Les trois questions qui n’ont pu être finalisées portent sur l’évaluation d’une des impuretés présentes dans le glyphosate, l’évaluation des risques alimentaires pour les consommateurs et l’évaluation des risques pour les plantes aquatiques. « Dans l’ensemble, les informations disponibles ne permettent pas de tirer des conclusions définitives concernant cet aspect de l’évaluation des risques », a déclaré l’EFSA à L’Observatoire de l’Europe.

Gergely Simon souligne que les risques ne doivent en aucun cas être sous-estimés. « De nombreuses études montrent que l’exposition au glyphosate peut être liée à la fois à l’autisme chez les enfants et à la maladie de Parkinson. Nous pensons donc que le fait que l’EFSA ait déclaré qu’il n’existe pas de protocole standardisé pour tirer des conclusions sur la neurotoxicité du glyphosate devrait être un domaine critique de l’attention. préoccupation, ce qui signifierait que le glyphosate ne pourrait pas être autorisé dans l’état actuel des choses », souligne-t-il.

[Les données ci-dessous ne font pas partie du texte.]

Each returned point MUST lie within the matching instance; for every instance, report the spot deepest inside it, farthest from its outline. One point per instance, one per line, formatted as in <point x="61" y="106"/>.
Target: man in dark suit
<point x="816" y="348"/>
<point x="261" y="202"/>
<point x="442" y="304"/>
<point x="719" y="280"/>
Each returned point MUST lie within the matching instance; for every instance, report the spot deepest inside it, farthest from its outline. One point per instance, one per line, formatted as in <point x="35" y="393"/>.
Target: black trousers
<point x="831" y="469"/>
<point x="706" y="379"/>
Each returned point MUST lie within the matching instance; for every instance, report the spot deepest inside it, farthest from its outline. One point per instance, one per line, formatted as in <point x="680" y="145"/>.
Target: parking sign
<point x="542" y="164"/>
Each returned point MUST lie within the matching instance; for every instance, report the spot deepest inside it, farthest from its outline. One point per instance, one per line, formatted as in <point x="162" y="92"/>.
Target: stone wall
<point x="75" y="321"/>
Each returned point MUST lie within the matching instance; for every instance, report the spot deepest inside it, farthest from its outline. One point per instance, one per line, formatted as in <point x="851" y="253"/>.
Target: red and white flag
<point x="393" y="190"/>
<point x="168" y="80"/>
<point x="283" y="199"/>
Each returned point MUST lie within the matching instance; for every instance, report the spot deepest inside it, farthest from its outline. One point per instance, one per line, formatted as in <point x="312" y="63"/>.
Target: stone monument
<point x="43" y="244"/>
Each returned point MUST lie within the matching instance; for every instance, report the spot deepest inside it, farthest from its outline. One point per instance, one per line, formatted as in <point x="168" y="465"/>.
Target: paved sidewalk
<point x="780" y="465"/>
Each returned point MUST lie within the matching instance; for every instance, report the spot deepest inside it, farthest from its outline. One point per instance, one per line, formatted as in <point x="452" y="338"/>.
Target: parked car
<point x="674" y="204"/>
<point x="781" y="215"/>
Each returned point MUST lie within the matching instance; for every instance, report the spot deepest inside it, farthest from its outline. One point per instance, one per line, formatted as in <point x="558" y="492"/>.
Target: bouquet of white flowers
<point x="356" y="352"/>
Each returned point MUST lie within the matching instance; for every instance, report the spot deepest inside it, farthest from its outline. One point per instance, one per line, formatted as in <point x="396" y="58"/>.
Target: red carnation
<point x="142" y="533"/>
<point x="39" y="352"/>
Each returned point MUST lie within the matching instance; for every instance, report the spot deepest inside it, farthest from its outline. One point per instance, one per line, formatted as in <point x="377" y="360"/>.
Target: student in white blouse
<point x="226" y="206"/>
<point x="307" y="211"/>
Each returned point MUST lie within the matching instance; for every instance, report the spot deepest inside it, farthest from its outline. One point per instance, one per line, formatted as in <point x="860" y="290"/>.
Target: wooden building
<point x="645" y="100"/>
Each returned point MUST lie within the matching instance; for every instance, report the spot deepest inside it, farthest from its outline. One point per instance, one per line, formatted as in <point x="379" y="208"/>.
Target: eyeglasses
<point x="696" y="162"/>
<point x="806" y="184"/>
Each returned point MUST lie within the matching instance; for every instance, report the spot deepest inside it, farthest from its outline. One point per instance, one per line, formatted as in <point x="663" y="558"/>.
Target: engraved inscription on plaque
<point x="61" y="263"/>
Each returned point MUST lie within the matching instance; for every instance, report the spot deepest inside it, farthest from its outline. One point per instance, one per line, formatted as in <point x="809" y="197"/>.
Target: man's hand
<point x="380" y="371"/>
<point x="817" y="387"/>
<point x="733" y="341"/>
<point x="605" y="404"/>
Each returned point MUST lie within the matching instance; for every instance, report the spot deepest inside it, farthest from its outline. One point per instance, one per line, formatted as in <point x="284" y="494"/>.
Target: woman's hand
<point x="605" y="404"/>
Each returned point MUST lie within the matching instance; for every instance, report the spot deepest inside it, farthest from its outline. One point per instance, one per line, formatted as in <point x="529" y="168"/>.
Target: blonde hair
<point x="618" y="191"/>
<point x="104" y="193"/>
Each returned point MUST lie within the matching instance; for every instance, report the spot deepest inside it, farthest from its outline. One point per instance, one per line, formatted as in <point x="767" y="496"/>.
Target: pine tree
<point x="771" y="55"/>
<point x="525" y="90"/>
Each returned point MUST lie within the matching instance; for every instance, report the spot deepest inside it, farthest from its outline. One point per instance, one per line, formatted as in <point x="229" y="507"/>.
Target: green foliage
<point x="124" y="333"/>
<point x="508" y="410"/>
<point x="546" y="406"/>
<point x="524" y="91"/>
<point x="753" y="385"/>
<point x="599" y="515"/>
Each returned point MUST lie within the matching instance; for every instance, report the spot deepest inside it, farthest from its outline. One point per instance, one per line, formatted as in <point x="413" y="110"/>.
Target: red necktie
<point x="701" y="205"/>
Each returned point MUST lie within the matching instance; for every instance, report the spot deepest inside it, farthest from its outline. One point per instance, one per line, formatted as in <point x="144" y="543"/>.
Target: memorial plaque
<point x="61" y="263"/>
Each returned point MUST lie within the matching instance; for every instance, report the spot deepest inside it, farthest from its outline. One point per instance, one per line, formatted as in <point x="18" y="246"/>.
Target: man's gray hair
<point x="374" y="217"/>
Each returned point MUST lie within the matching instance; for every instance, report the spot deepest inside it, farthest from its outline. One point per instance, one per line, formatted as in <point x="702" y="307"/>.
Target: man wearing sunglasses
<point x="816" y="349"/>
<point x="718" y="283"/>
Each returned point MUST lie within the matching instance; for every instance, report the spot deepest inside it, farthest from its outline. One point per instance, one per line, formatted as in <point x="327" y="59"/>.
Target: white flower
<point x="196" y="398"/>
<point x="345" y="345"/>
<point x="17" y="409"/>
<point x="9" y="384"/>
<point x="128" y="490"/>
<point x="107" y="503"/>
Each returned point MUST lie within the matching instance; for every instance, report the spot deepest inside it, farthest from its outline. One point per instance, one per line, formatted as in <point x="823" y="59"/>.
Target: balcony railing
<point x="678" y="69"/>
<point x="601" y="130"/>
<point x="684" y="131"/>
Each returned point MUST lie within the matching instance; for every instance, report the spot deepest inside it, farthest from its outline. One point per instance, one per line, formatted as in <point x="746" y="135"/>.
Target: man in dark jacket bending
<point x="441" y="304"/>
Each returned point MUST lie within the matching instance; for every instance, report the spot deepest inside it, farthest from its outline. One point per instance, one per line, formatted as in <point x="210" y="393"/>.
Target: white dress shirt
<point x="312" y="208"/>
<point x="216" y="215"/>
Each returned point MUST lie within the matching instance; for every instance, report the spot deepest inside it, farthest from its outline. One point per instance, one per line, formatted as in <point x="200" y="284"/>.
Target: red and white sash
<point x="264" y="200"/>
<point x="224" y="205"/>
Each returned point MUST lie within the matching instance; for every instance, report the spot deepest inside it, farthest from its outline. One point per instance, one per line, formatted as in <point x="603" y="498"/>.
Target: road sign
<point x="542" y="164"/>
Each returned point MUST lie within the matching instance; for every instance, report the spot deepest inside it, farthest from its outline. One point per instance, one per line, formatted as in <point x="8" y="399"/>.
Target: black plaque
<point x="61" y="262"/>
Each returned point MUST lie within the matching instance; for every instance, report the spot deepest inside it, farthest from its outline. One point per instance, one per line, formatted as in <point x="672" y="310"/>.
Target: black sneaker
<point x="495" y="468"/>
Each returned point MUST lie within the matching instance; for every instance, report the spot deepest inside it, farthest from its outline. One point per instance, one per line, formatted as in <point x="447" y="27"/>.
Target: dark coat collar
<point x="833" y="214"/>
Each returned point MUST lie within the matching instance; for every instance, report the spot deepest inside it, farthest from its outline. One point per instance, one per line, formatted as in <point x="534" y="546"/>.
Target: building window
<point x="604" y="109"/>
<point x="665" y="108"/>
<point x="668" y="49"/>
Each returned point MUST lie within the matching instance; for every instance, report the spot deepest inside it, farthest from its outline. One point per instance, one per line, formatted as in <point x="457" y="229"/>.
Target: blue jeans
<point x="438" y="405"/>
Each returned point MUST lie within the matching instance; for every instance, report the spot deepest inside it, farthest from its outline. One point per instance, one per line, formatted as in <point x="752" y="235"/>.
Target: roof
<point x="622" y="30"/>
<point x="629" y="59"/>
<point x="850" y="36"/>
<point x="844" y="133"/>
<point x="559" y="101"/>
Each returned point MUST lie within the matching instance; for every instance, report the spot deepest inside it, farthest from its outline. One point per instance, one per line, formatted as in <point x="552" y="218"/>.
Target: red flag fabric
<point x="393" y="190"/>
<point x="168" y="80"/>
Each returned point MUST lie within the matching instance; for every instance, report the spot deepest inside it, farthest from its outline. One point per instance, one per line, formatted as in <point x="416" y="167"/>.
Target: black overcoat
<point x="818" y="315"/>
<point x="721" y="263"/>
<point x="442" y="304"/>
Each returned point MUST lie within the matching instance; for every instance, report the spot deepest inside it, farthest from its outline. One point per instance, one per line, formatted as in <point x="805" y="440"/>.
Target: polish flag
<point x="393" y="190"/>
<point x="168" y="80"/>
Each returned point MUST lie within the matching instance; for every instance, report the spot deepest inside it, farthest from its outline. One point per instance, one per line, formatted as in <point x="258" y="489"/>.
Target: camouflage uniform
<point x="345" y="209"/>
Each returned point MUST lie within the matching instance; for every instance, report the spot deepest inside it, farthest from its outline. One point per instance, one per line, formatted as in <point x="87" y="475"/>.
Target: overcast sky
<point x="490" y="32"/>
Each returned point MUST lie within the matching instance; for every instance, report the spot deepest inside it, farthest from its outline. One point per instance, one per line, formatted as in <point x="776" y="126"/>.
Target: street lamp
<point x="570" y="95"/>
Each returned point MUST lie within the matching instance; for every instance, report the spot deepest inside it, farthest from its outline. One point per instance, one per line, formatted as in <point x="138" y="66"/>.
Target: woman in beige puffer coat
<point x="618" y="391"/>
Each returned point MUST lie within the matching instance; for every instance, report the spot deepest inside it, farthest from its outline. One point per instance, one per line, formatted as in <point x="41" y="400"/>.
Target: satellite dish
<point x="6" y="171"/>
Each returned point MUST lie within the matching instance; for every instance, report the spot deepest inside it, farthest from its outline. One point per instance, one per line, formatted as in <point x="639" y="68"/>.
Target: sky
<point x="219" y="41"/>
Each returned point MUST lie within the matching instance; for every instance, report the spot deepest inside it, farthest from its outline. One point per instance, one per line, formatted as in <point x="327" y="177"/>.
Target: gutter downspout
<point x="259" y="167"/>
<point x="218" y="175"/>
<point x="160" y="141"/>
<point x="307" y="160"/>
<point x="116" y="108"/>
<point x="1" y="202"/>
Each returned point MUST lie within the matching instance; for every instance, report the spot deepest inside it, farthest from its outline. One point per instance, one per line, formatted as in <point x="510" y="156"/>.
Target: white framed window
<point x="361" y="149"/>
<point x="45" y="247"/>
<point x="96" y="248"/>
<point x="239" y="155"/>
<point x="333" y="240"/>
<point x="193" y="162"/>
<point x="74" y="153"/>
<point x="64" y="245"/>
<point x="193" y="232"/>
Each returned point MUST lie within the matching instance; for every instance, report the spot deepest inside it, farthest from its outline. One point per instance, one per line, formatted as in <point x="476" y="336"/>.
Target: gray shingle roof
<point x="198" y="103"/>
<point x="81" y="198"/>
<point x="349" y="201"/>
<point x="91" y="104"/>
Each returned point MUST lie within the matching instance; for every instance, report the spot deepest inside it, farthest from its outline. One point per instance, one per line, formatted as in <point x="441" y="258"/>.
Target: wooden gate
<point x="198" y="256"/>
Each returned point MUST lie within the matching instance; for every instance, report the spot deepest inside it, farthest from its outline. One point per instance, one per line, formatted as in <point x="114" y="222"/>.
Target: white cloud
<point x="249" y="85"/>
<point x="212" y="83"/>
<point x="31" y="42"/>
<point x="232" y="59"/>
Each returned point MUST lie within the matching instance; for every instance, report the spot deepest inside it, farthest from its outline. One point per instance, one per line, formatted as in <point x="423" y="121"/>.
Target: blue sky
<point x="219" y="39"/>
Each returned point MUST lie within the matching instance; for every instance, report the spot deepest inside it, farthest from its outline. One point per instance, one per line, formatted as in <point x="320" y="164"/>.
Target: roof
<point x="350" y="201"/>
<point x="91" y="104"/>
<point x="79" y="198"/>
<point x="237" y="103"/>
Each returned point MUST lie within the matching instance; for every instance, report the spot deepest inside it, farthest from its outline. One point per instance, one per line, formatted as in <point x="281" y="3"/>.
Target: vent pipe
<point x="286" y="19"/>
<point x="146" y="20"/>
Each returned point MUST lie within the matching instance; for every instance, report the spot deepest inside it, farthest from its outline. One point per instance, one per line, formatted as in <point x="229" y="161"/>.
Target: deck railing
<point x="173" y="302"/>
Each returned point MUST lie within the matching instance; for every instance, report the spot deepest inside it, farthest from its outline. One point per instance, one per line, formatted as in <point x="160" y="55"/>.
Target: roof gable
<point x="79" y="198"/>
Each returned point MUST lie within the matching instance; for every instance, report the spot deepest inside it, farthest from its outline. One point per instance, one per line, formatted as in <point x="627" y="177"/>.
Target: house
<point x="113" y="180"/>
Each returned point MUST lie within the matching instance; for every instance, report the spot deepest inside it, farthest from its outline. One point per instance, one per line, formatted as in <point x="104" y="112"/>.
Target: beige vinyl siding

« En outre, il existe un grand nombre de preuves alarmantes sur les effets destructeurs du glyphosate sur le microbiome, car le glyphosate est à la fois un herbicide et un antibiotique. Il est principalement utilisé, par exemple, pour modifier le microbiome du sol, mais aussi celui de l’homme. microbiome intestinal. Nous savons qu’il existe de nombreux risques pour la santé associés à la destruction du microbiome. Enfin, l’EFSA a confirmé que le glyphosate a le potentiel de provoquer des perturbations endocriniennes à des doses considérées comme sûres dans l’Union européenne », ajoute le représentant de PAN Europe.

« Il n’existe pas de lignes directrices internationalement reconnues pour évaluer les risques associés au microbiome dans le domaine des pesticides. Des recherches supplémentaires sont nécessaires ».

Glyphosate EU, le groupe d’entreprises favorables au renouvellement de l’autorisation du glyphosate en Europe, déclare : « Toutes les allégations ont été soulevées à plusieurs reprises et ont été traitées par les autorités de régulation, en Europe et dans le monde. tentative des organisations non gouvernementales de discréditer le dossier scientifique le plus complet présenté dans la demande de renouvellement de l’approbation du glyphosate par l’UE et de saper la confiance dans les autorités de réglementation afin d’empêcher le renouvellement de l’approbation du glyphosate dans l’UE ».

Pays opposés

L’Allemagne s’est prononcée en faveur de l’abandon du glyphosate au sein de l’Union européenne. En septembre 2023, à l’issue d’une réunion entre les représentants des 27 États membres pour discuter de la proposition de la Commission européenne, le ministre allemand de l’Agriculture mettait en garde contre les menaces qui pèsent sur la biodiversité et soulignait la nécessité d’une élimination coordonnée du glyphosate au niveau européen, tout en mettant en garde contre les niveaux inégaux de protection au sein de l’UE.

En 2021, le gouvernement allemand a annoncé sa décision de retirer le glyphosate du marché d’ici fin 2023. Le pays devrait donc voter contre le renouvellement de l’autorisation de cet herbicide au sein de l’UE lors du vote prévu le 13 octobre.

La France, de son côté, avait également tenté d’adopter des mesures restrictives à l’égard du glyphosate. En 2017, le président français Emmanuel Macron a annoncé son engagement à interdire complètement le glyphosate en France avant 2021.

Début 2019, Macron a enterré sa promesse lors du Grand Débat. « Peut-on dire qu’il n’y aura plus de glyphosate dans cinq ans ? C’est impossible. Je ne vais pas vous mentir, ce n’est pas vrai. Si je vous disais ça, je tuerais complètement certaines filières », a-t-il déclaré. .

PAN Europe a réalisé un sondage dans lequel les deux tiers des personnes interrogées ont déclaré vouloir une interdiction totale des pesticides comme le glyphosate. « Nous pensons que la proposition de la Commission non seulement viole le droit de l’UE, mais ignore également les préoccupations légitimes des citoyens européens. Seuls 14 % des citoyens ont exprimé leur soutien à l’utilisation du glyphosate. Environ les deux tiers des personnes interrogées ont déclaré vouloir une interdiction totale.  » conclut Gergely Simon.